Monday, December 14, 2009

British wildlife faces climate change devastation, warns Environment Agency

The Telegraph (UK): Rising temperatures and sea levels brought on by climate change could have devastating effects on British wildlife from salmon to wildfowl, the Environment Agency warned. The agency said the country's waterways could be hit by invading species, such as African clawed toads and South American water primrose, which spread disease to native wildlife and clog up rivers and streams causing flooding.

Iconic fish species such as Atlantic salmon and trout which need cold water may struggle to survive - with evidence they are already declining in warming southern English rivers and estuaries.
Bugs, which form an integral part of the food chain, will see numbers fall by a fifth for every 1C rise in temperatures in upland streams, the government agency warned. Rising sea levels could inundate salt marshes and mudflats which are used by migrating birds such as redshank plovers and wildfowl.

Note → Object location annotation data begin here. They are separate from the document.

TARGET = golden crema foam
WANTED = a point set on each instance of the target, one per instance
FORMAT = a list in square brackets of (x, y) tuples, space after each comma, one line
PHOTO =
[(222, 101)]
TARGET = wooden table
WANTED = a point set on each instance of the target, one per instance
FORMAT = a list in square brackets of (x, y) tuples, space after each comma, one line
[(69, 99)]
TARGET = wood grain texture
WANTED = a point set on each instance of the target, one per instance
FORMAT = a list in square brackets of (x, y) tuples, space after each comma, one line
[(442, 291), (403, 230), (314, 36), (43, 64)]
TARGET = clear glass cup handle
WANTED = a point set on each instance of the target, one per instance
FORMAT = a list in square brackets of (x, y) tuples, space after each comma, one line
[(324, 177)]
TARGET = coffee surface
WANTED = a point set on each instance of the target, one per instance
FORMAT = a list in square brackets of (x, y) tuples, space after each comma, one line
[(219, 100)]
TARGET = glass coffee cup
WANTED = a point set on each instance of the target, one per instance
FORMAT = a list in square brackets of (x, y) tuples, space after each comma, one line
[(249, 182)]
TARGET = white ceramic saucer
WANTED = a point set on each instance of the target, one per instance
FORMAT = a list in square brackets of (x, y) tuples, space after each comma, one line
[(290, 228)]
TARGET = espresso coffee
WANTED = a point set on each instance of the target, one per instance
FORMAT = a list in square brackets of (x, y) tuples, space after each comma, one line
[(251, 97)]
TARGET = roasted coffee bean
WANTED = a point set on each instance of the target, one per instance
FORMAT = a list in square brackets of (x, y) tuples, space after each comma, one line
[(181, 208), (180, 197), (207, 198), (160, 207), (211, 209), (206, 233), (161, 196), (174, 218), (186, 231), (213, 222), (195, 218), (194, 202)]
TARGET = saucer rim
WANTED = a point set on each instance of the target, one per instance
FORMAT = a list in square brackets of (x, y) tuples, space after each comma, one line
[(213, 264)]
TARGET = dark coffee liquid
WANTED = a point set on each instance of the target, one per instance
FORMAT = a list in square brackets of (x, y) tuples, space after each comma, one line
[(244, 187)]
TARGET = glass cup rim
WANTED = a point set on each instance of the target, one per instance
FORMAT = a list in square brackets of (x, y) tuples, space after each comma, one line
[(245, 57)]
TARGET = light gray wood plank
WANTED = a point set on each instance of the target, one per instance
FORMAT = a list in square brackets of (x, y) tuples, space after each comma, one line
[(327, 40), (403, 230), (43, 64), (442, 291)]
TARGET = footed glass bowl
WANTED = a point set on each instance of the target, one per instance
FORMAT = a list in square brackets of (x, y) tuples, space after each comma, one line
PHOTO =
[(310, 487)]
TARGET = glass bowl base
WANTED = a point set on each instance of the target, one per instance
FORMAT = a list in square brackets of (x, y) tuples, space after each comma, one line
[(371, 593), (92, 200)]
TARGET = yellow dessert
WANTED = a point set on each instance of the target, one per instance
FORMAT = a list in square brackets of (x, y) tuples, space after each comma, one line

According to the Government's conservation agency Natural England, the UK's wildlife - from oak trees to newts - is already feeling the effects of climate change. Lord Chris Smith, chairman at the Environment Agency, said: ''There is a danger that we think of climate change as something that is happening in other countries. But it's not just polar bears and rainforests that are at risk.

''What we see in our rivers, gardens, seas and skies here in the UK is already changing and delays in reducing harmful greenhouse gas emissions will lead to more severe impacts.'' The Wildlife Trust is warning of winners and losers, with iconic species such as hazel dormice and bluebells under pressure because of warmer weather which will affect hibernating animals and bring trees into leaf earlier….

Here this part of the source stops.